Entrevista:O Estado inteligente

sábado, julho 12, 2008

O GLOBO EDITORIAL, Defesa do Direito

É provável que, pelo fato de ainda estarmos em processo de consolidação do regime democrático, mesmo já com 23 anos de experiência sem interrupção de liberdade, ainda haja tanta incompreensão sobre o papel do Judiciário na defesa do estado de direito. É o que se observa nos desdobramentos da tal Operação Satiagraha, da Polícia Federal, com a prisão de personagens conhecidos, e controvertidos, como o banqueiro Daniel Dantas, o empresário e especulador financeiro Naji Nahas e o ex-prefeito de São Paulo Celso Pitta, este já processado por corrupção.

A concessão de habeas corpus pelo presidente do Supremo Tribunal, Gilmar Mendes, a pessoas condenadas a priori por parte da opinião pública, alvejadas por denúncias graves encaminhadas à Justiça pela PF e o Ministério Público, divide advogados e políticos, o que termina criando um clima de maniqueísmo na abordagem de uma questão ligada à democracia. A prisão por duas vezes de Daniel Dantas, por motivos diferentes, colocou frente a frente um juiz de instância inferior e o presidente da mais alta Corte do país, alimentando um falso confronto entre o “bem” e o “mal”, quando, a rigor, trata-se de um rito legal. Ontem, mais uma vez Dantas foi solto por Mendes, e o pior que pode acontecer é o destino do banqueiro se transformar em problema pessoal de juiz. O assunto é técnico e precisa continuar a sê-lo.

Nesse debate, ouviu-se no governo uma interpretação da ação da PF contaminada por uma visão tosca da luta de classes, inspirada em alguma vulgata marxista, pela qual a PF estaria mostrando que acabou a impunidade no país, porque ricos estariam sendo retirados da cama e algemados. Ora, a constatação de que há o equivalente à população carcerária em mandados de prisão não cumpridos — em sã consciência, não se pode dizer que são todos mandados contra banqueiros e políticos — serve para desmontar essa visão embebida de esquerdismo juvenil. A impunidade, por deficiências do sistema, é uma distorção democratizada neste país.

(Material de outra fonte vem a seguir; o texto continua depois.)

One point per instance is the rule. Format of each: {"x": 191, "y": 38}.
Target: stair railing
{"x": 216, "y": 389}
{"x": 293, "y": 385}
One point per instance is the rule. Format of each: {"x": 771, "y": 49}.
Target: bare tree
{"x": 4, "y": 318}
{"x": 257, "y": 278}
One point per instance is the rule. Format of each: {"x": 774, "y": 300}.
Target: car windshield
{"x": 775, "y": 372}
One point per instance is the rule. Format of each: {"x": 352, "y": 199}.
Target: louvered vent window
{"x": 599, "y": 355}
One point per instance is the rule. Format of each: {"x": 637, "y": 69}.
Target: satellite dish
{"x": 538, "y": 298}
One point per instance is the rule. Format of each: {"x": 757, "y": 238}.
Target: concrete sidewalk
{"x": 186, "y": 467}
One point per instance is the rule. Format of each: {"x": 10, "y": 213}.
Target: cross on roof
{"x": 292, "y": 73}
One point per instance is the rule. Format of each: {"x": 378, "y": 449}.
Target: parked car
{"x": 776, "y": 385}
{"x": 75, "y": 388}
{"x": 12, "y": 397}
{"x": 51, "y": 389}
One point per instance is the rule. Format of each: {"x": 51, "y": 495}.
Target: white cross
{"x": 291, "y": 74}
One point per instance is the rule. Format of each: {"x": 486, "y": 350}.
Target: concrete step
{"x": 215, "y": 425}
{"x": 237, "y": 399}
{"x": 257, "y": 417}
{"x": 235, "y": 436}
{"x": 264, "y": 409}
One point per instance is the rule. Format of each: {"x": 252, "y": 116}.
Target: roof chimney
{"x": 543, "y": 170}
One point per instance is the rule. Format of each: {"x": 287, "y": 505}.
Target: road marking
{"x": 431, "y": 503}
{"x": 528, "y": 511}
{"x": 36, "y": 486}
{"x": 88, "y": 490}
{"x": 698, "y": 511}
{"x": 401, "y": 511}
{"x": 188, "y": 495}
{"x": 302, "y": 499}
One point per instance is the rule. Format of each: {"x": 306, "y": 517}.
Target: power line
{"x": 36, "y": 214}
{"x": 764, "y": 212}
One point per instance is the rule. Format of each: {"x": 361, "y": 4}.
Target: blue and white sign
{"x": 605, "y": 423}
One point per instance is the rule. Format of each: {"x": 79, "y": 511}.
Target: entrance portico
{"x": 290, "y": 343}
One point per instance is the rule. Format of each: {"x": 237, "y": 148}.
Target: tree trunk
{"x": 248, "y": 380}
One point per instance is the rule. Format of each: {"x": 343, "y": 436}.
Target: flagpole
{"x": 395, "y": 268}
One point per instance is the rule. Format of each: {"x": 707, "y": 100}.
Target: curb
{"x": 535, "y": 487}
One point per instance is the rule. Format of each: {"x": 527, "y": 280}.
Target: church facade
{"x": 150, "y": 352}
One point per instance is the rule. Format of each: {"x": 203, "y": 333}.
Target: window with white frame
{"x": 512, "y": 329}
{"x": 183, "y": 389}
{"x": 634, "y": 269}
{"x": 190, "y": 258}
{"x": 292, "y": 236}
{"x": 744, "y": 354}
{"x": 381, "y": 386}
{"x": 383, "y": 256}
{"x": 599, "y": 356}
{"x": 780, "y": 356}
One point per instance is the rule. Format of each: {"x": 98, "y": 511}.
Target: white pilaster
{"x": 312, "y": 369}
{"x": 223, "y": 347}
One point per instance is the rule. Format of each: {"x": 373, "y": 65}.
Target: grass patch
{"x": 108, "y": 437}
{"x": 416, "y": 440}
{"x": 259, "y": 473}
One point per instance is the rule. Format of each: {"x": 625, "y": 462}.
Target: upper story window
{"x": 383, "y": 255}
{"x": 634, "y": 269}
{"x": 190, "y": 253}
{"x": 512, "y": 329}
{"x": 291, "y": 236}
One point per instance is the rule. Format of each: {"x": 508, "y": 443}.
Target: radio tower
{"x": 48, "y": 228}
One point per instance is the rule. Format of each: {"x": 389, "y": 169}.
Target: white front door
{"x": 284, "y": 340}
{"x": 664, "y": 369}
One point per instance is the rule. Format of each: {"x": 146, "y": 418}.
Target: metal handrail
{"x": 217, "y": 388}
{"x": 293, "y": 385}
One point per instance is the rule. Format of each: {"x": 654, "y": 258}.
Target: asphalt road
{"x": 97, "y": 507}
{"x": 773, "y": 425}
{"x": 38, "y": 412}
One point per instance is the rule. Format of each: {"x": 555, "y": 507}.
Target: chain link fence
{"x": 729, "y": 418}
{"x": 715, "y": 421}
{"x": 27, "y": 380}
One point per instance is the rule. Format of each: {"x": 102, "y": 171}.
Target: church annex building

A questão é bem outra. A PF voltou a usar técnicas teatrais para dar realce a uma operação contra pessoas que atuam em áreas carregadas de simbolismo: mercado financeiro e política. E cabe mesmo à Justiça coibir excessos. É visível o prejulgamento numa série de análises e declarações, uma das características dos regimes ditatoriais.

Há quem confunda prisão temporária e preventiva com o recolhimento ao xadrez para o cumprimento de pena. Estender sem critério prisão temporária é ressuscitar o regime militar, quando sequer era notificada a detenção de alguém.

A PF e o MP têm é que apresentar provas consistentes e encaminhálas sem adjetivos à Justiça para o devido julgamento. E deve-se repudiar o comportamento de autoridades e agentes públicos que agem como se ainda funcionasse no Poder Executivo um tribunal de exceção contra adversários políticos.